横井氏: トレンドという観点では、新型コロナウイルスも避けて通れません。2020年は多くの企業が新型コロナウイルスの影響を受けましたが、今後もこうした事態に対処していくことが求められるでしょう。感染に歯止めがかかり、オフィスに戻ることが可能になったとしても、オフィスワークとテレワークが混在した働き方が今後も続くと思われます。こうしたことに対処しつつ、長期的なスパンで従業員の働き方を考えていかなければなりません。

こうした中、従業員のエクスペリエンスを高めることも大きなテーマです。
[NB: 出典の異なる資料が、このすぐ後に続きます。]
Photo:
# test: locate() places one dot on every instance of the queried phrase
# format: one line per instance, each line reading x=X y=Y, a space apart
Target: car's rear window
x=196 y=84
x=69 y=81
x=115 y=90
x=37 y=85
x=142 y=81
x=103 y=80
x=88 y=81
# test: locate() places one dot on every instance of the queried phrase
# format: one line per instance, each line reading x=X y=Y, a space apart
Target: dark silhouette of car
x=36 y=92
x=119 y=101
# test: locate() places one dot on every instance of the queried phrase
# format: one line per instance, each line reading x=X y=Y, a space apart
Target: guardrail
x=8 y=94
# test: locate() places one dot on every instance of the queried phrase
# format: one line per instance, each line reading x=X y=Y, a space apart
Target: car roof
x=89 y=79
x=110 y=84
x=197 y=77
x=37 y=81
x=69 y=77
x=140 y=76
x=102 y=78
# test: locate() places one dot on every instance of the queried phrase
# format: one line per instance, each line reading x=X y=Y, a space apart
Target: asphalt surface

従業員と人事・企業側とのタッチポイントとなる入社後のトレーニングやさまざまな業務の中で、従業員にどのようなガイダンスを与えるか、どのようなアクションを促すか、どのようなサポートをするか。それぞれの場面やイベントごとに、テクノロジーを駆使して従業員のエクスペリエンスを高めていくことが、クローズアップされています。

楠田氏: まさにアメリカでは、エンプロイー・ジャーニーという言葉が広まりつつあります。入社してから退職するまでを指す言葉であり、その一連の流れをシステムを使ってきちんと見ていくことの重要性が認識されつつあります。

そうしたタレント・マネジメント・システムは、自社の存在価値、いわゆるパーパス(目的)を早く浸透させる上で有効だと言われています。さらに、タレント・マネジメント・システムを使うことでさまざまなデータを取得できるようになります。この目的とそれを浸透させるためのカルチャーおよびテクノロジー、そしてデータをうまく使い、トランスフォーメーションしていかなければなりません。